Of course now you're probably wondering about those ideals I mentioned above. I do love ideals. And I'm not ready or willing to trash the concept of ideals altogether. Because honestly? I believe we need them--just look at the saints, and how they lived, and what a beautiful example of lives examined and given away for God. So how do I reconcile the two? Doing what works on the one hand, and being idealistic on the other?

I really kind of think that the two are actually pretty compatible. Because what if, in doing what works, we are leaving more space and more time and more opportunity for the pursuit of things that are true ideals?

"Ideally I'd spin my own wool and knit my kids' sweaters, as opposed to buying them. But I don't own any sheep, so I can't do that, and so I'm just going to settle for whatever is less than ideal."

It's a ridiculous example, but you could sub in anything there--buying organics only, not allowing your kids to watch any TV or eat any junk food, enrolling each of your kids in a sport each season, whatever. The point remains the same. There are some ideals that we should truly, honestly, fervently be trying to achieve with everything that is in us, but beyond those, there is freedom in the ebb and flow of life.

And as for what those ideals are, well, here are but a few I've come up with: instructing my children in the Faith, avoiding the occasion of sin, being available to my husband and kids, taking care of myself, loving others, spending time with Jesus, attempting to live out my vocation well. Those are things that should be a given in my home, whether or not I'm making homemade organic green smoothie popsicles for my kids each and every summer. (I buy the Costco-sized box of Otterpops instead. Shhhh.)

So don't believe the lie that you have to settle for somewhere inbetween "it just works" and "ideal motherhood." They're not mutually exclusive, nor does there need to be much of a tension there at all.

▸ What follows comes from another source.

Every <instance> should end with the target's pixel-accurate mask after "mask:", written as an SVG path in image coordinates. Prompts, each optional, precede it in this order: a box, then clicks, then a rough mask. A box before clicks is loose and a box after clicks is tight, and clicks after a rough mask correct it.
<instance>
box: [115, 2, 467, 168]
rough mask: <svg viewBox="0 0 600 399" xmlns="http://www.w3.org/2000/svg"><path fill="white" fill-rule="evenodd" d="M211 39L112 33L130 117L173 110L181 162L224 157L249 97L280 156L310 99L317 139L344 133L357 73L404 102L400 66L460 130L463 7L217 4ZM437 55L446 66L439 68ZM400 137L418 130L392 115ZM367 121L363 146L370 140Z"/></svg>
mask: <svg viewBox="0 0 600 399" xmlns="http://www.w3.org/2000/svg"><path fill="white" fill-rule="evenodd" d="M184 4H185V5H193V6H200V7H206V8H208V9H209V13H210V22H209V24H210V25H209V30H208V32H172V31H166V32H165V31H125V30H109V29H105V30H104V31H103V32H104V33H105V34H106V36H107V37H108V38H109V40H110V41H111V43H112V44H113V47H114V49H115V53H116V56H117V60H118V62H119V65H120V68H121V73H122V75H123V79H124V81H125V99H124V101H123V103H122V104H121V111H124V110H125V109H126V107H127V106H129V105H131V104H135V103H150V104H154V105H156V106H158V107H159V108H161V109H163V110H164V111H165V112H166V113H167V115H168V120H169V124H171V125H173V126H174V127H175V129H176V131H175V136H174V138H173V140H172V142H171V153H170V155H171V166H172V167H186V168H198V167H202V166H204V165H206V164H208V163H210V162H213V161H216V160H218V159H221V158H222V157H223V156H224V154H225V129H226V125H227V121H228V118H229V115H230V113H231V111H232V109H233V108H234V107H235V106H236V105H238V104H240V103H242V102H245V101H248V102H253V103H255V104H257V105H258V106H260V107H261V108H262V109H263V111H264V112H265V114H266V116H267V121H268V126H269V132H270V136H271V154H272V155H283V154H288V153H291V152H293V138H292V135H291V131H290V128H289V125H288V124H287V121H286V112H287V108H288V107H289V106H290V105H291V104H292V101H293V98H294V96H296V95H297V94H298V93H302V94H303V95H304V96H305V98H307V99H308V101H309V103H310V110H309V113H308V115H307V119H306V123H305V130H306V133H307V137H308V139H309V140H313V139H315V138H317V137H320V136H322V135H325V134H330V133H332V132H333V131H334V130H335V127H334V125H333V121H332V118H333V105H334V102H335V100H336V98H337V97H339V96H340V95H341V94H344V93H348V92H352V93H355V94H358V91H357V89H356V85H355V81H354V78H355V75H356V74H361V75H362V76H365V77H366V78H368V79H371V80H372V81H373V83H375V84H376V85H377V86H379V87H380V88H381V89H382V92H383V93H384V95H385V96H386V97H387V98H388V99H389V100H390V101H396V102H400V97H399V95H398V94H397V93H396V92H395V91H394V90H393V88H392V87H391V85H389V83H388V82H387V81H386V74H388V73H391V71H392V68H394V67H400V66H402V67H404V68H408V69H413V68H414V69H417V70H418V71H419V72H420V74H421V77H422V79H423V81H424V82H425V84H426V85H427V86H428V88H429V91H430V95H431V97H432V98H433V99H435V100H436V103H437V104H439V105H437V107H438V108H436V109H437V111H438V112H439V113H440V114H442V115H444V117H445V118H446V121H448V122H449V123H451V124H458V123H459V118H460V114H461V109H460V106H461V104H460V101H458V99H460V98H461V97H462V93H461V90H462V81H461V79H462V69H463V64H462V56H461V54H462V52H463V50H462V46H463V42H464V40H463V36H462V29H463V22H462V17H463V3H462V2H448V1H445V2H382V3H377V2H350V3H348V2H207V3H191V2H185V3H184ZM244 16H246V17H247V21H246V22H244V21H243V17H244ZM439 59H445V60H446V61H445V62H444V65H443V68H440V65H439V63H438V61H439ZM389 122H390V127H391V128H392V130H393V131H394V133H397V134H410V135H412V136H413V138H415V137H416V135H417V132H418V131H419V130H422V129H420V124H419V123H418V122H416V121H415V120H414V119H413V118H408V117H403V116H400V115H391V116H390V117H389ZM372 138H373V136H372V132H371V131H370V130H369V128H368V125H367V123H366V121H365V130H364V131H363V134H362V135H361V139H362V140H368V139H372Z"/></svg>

What is being a mother if not attempting to discover what works moment-by-moment, day-by-day? When did we give up the notion that ideals ought to be rooted in solid virtue and an integral manifestation of faith, and instead began holding up some sort of hollow Betty Crocker/Martha Stewart hybrid as the ideal woman? I'm not entirely sure, but I'll tell you one thing: that is an "ideal" that doesn't matter to me, nor does it work for me.

This is why when I'm sick, and I stick my kids in front of a video so I can grab a nap, I don't feel guilty.

This is why if we're unexpectedly out all day, and I have no time to prep dinner, I try not to feel like the world's worst mom for serving corndogs or quesadillas at the evening meal.

This is why I'm far more concerned about how my children treat others than if they have the opportunity to play organized sports year-round.

Because while I'm not a huge fan of my kids watching mindless television or eating processed junk, and while I love to see my kids enjoying an activity, there is some major love and joy in my home, and lots of little people who make me laugh, and at the end of the day, we're all still here and (mostly) smiling. Life is complicated afterall, and does not always go as we might expect. We are not raising our children in a controlled, labaratory environment, and so there is clearly no room for guilt over ridiculous, petty things. I'd rather spend my time attempting to cultivate faith, hope, charity, and compassion in my own heart, and in the hearts of my children, than expend a bunch of energy trying to be the sort of mom I'm not.

Being a mother requires the ability to adapt, to be flexible. Most of it is lived in the mundane, everyday sorts of moments where we're making decisions and changing our course of action. And I think that having a proper, holy understanding of what constitutes "ideal" will keep us on the right track and moving in the right direction, while allowing us the freedom and space to do what works.

And that is something that works for me.